A focused guide to Container Memory Usage, connecting core concepts with practical Docker and container operations.

Container memory usage describes how much physical memory a container's processes are consuming, accounted through the kernel's cgroups memory subsystem, and reading it accurately requires understanding what is and is not included in the reported figure, since a naive interpretation of "memory usage" can significantly overstate or understate how close a container actually is to genuine memory pressure.

Reading basic memory usage

Docker reports memory usage directly relative to the container's configured limit, when one is set:

docker run -d --memory=512m my-api
docker stats my-api --no-stream
MEM USAGE / LIMIT   MEM %
312MiB / 512MiB      61.0%

Without an explicit --memory limit, the "LIMIT" shown typically reflects the host's total available memory, which means the percentage in that case reflects usage relative to the entire host's capacity, not any boundary actually being enforced against the container itself.

Page cache inclusion in reported usage

The reported memory figure for a container generally includes page cache used for file reads and writes performed by processes in that container, not just memory the application has actually allocated for its own working data:

docker exec my-api cat /proc/meminfo | grep -i cached
cat /sys/fs/cgroup/memory/docker/<container-id>/memory.stat

This matters because page cache is reclaimable by the kernel under memory pressure, unlike genuinely allocated application memory; a container whose reported usage is dominated by page cache from heavy file I/O is generally in a much healthier position than one using the same amount of memory through actual application allocations, even though both might report an identical total figure through docker stats.

Distinguishing RSS from cache-inclusive totals

For a more precise view of what an application is actually holding onto, as opposed to reclaimable cache, the cgroups memory.stat file breaks down usage into more specific categories:

docker exec my-api cat /sys/fs/cgroup/memory/memory.stat | grep -E '^(rss|cache|mapped_file)'
rss 184320000
cache 98304000
mapped_file 12288000

The rss (resident set size) figure is generally a closer approximation of genuine application memory pressure than the combined total docker stats reports by default, since it excludes the reclaimable cache portion.

What happens when a container hits its memory limit

When a container's actual, non-reclaimable memory usage reaches its configured --memory limit, the kernel's out-of-memory killer terminates a process inside that container's cgroup, which Docker surfaces as the container exiting with a specific signal and an OOM-related status:

docker inspect my-api --format '{{.State.OOMKilled}}'
true

Checking this flag directly after an unexpected container restart is one of the fastest ways to confirm whether memory exhaustion specifically was the cause, rather than a crash for an unrelated reason that happened to also result in the container exiting.

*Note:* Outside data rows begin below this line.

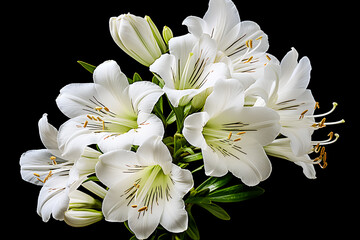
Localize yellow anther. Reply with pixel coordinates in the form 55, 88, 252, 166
299, 110, 309, 119
236, 132, 246, 135
138, 206, 147, 212
244, 56, 253, 63
314, 102, 320, 109
245, 39, 252, 48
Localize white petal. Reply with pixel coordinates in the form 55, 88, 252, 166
56, 83, 96, 118
20, 149, 67, 185
102, 176, 135, 222
182, 16, 207, 38
58, 115, 104, 159
38, 113, 61, 156
160, 198, 188, 233
95, 150, 138, 188
182, 112, 209, 148
204, 79, 244, 118
37, 175, 70, 222
226, 140, 271, 186
201, 146, 228, 177
150, 53, 176, 89
129, 195, 165, 239
203, 0, 240, 46
136, 136, 172, 175
129, 81, 164, 113
171, 164, 194, 198
90, 60, 132, 114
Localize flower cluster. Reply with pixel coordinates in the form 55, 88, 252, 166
20, 0, 344, 239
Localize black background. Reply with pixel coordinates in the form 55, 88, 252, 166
5, 0, 359, 239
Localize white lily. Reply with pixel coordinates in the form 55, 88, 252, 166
56, 61, 164, 156
183, 0, 270, 82
246, 48, 344, 156
64, 190, 103, 227
96, 137, 193, 239
183, 79, 280, 186
109, 13, 166, 66
20, 114, 100, 222
150, 34, 229, 107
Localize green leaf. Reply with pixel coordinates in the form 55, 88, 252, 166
181, 153, 203, 163
186, 209, 200, 240
197, 203, 230, 220
77, 61, 96, 73
133, 72, 142, 82
208, 184, 264, 202
195, 173, 232, 192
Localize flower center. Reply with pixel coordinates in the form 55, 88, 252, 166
122, 165, 173, 216
81, 99, 138, 135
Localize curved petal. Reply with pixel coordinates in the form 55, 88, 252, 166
171, 164, 194, 198
182, 112, 209, 148
136, 136, 172, 175
150, 54, 176, 89
37, 175, 70, 222
204, 79, 244, 118
20, 149, 67, 186
226, 140, 272, 186
201, 146, 228, 177
95, 150, 138, 188
58, 116, 104, 159
182, 16, 207, 38
129, 195, 165, 239
129, 81, 164, 113
38, 113, 61, 157
56, 83, 96, 118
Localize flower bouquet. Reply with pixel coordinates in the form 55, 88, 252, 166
20, 0, 344, 239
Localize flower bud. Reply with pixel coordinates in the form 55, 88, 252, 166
162, 26, 174, 44
109, 13, 162, 66
64, 208, 103, 227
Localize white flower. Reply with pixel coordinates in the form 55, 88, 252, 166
183, 0, 270, 82
20, 114, 100, 222
246, 48, 343, 156
183, 79, 280, 186
56, 61, 164, 156
109, 14, 166, 66
64, 190, 103, 227
150, 34, 229, 107
96, 137, 193, 239
264, 138, 317, 179
246, 48, 344, 174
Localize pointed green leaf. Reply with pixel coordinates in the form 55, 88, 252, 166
208, 184, 264, 202
198, 203, 230, 220
133, 72, 142, 82
196, 173, 232, 192
186, 208, 200, 240
77, 61, 96, 73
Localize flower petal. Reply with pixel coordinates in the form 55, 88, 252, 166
95, 150, 139, 188
129, 81, 164, 113
136, 136, 172, 175
38, 113, 61, 156
160, 198, 188, 233
56, 83, 96, 118
182, 112, 209, 148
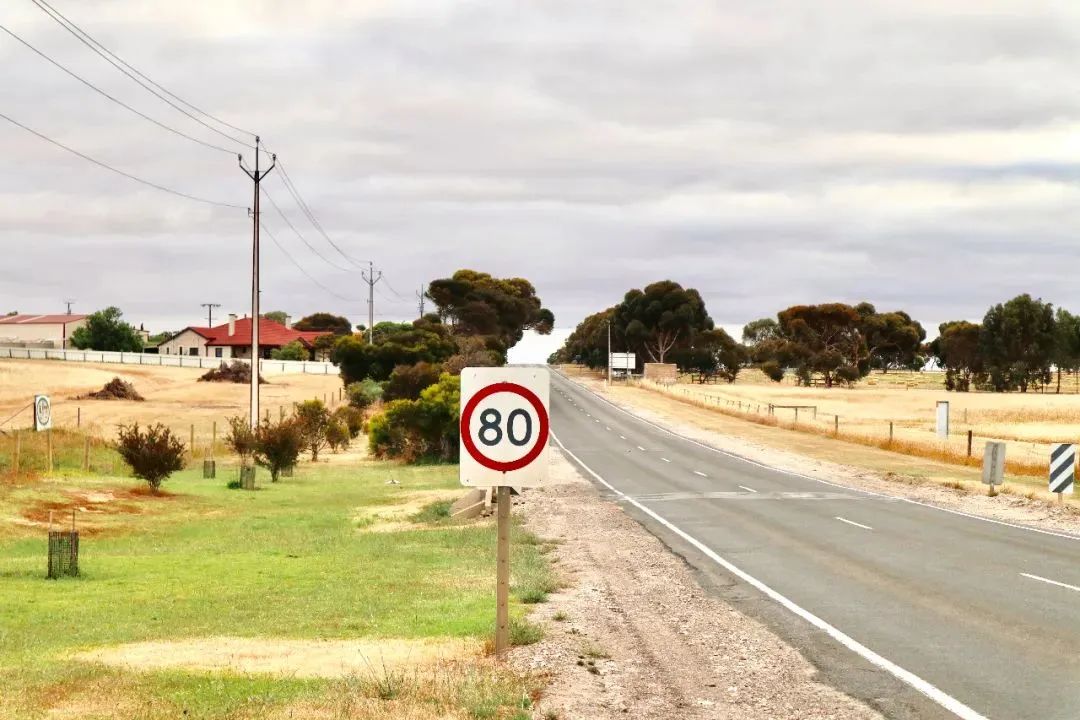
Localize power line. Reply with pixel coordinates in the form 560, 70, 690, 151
274, 160, 360, 268
0, 25, 235, 155
259, 221, 360, 302
262, 188, 351, 272
0, 112, 246, 210
31, 0, 255, 147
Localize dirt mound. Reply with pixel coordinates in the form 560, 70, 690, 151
199, 361, 266, 385
76, 378, 146, 403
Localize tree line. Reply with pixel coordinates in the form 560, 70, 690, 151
549, 280, 1080, 392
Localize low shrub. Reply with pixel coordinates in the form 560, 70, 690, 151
117, 422, 187, 494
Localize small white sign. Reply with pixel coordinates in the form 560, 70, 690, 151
33, 395, 53, 432
459, 367, 551, 488
937, 400, 948, 440
983, 440, 1005, 487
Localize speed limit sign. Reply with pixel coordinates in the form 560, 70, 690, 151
460, 367, 551, 488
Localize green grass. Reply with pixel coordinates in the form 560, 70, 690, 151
0, 463, 554, 719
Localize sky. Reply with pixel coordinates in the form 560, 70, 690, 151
0, 0, 1080, 362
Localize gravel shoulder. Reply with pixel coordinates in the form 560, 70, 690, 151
512, 448, 881, 720
569, 377, 1080, 536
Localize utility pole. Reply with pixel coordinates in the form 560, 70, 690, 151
360, 260, 382, 343
200, 302, 221, 327
237, 135, 278, 429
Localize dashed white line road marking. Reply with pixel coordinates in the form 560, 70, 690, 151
551, 433, 987, 720
835, 515, 874, 530
1020, 572, 1080, 593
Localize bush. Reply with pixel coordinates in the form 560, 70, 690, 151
270, 340, 310, 362
225, 416, 255, 467
367, 373, 461, 462
296, 400, 330, 462
761, 361, 784, 382
326, 417, 352, 452
117, 422, 187, 494
253, 418, 303, 483
334, 405, 364, 439
382, 363, 443, 400
345, 378, 382, 410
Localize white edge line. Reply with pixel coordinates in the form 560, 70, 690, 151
833, 515, 874, 530
1020, 572, 1080, 593
556, 371, 1080, 542
551, 433, 988, 720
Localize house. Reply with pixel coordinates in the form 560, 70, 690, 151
0, 315, 86, 348
158, 315, 330, 359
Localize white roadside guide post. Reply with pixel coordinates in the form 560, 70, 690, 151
983, 440, 1005, 498
459, 367, 551, 657
1050, 444, 1077, 505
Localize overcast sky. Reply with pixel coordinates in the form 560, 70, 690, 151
0, 0, 1080, 360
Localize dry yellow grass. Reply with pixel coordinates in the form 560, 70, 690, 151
0, 359, 341, 445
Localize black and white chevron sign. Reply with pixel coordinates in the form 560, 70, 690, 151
1050, 444, 1077, 494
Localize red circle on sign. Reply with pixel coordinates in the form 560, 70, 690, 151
459, 382, 549, 473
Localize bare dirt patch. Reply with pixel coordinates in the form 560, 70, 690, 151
512, 449, 880, 720
73, 637, 482, 678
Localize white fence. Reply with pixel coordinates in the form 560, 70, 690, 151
0, 348, 338, 375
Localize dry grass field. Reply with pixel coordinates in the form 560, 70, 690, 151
639, 371, 1080, 475
0, 359, 341, 444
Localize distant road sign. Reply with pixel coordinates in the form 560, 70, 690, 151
33, 395, 53, 431
460, 367, 551, 488
1050, 444, 1077, 494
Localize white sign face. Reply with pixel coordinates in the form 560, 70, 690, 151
937, 400, 948, 440
460, 367, 551, 488
33, 395, 53, 431
983, 440, 1005, 486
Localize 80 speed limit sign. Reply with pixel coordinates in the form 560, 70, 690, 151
460, 367, 551, 488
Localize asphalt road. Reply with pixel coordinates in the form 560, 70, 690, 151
551, 372, 1080, 720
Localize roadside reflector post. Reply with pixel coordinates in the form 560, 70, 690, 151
983, 440, 1005, 498
1050, 443, 1077, 505
495, 485, 510, 657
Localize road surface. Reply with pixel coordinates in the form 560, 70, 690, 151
551, 372, 1080, 720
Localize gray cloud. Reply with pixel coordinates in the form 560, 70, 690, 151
0, 0, 1080, 343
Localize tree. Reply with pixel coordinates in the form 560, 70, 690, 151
930, 320, 984, 393
1054, 308, 1080, 393
427, 270, 555, 357
262, 310, 288, 325
71, 307, 143, 353
978, 294, 1057, 393
615, 280, 713, 363
248, 418, 303, 483
296, 399, 330, 462
769, 302, 869, 388
293, 313, 352, 336
332, 320, 458, 385
382, 362, 443, 400
856, 303, 927, 372
270, 340, 310, 361
117, 422, 187, 494
672, 328, 748, 383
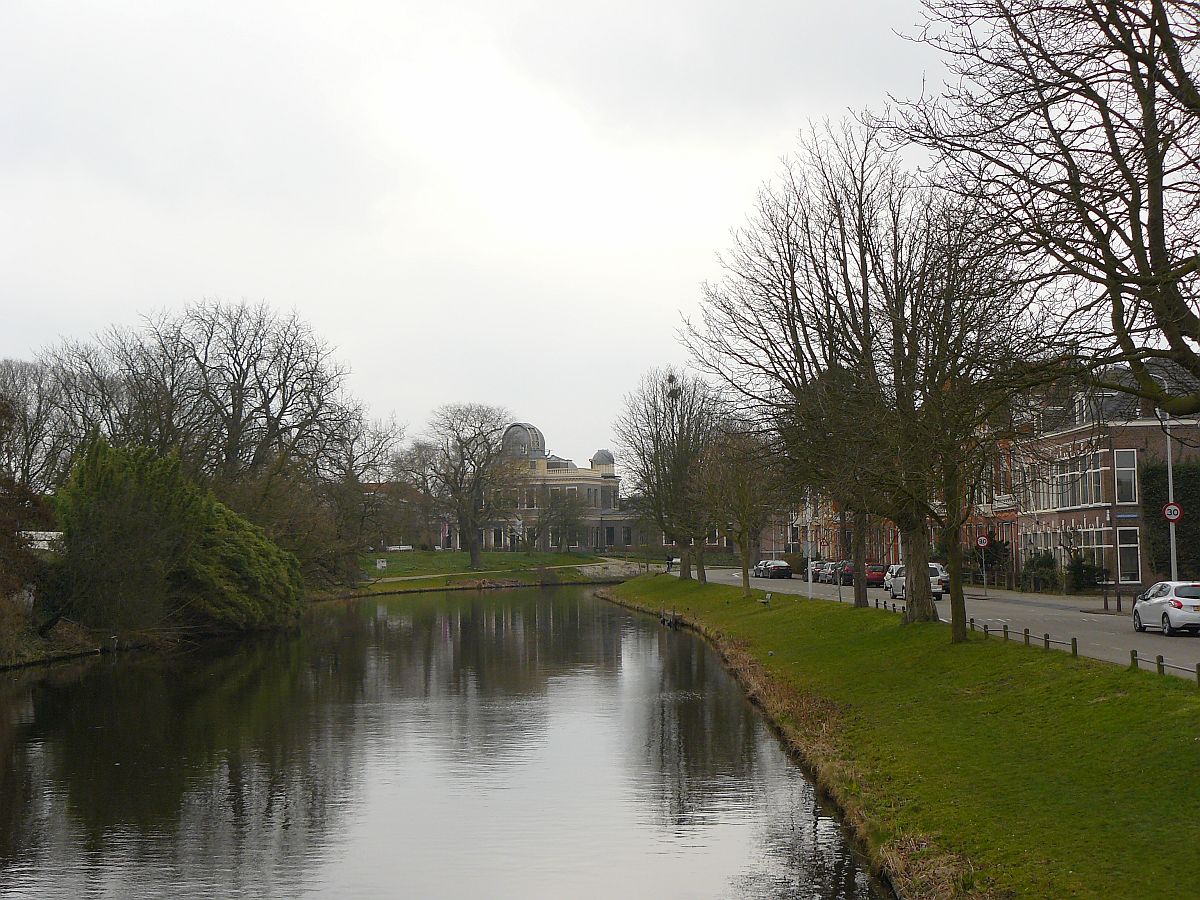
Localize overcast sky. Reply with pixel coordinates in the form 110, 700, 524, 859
0, 0, 936, 464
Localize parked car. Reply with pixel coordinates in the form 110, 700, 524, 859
883, 565, 904, 593
1133, 581, 1200, 637
866, 563, 888, 588
888, 563, 948, 600
751, 559, 792, 578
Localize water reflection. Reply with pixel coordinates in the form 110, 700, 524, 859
0, 588, 876, 898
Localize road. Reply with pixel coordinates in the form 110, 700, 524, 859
708, 569, 1200, 678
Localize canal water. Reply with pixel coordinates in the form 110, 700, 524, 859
0, 588, 886, 900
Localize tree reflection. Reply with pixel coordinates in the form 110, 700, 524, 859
0, 588, 883, 898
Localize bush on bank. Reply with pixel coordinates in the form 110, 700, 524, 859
52, 438, 302, 631
608, 576, 1200, 899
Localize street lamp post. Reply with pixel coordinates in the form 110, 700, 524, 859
1152, 409, 1180, 581
1165, 419, 1180, 581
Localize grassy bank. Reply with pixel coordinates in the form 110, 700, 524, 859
359, 550, 600, 577
607, 576, 1200, 898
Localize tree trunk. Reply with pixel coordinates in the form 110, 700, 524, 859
679, 544, 691, 581
942, 468, 967, 643
896, 514, 938, 622
946, 525, 967, 643
853, 510, 868, 610
458, 526, 484, 569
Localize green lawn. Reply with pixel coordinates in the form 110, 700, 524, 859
610, 576, 1200, 899
359, 550, 600, 578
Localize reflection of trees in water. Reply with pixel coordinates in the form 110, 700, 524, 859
355, 589, 620, 761
0, 629, 365, 887
631, 630, 869, 899
733, 742, 886, 900
630, 630, 760, 829
0, 589, 878, 898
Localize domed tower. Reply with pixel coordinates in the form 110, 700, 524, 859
500, 422, 546, 460
590, 450, 617, 472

Setting an appropriate memory limit

A memory limit set too low causes premature OOM kills during legitimate, expected memory usage; set too high, or left unset entirely, a single misbehaving container can consume enough host memory to affect every other container or process sharing that host:

docker stats --no-stream --format "{{.MemUsage}}" my-api
docker update --memory=768m my-api

Reviewing actual peak memory usage over a representative period, accounting for legitimate spikes such as periodic batch processing or cache warming, and setting the limit with reasonable headroom above that observed peak, generally produces a more reliable limit than an arbitrary round number chosen without reference to actual behavior.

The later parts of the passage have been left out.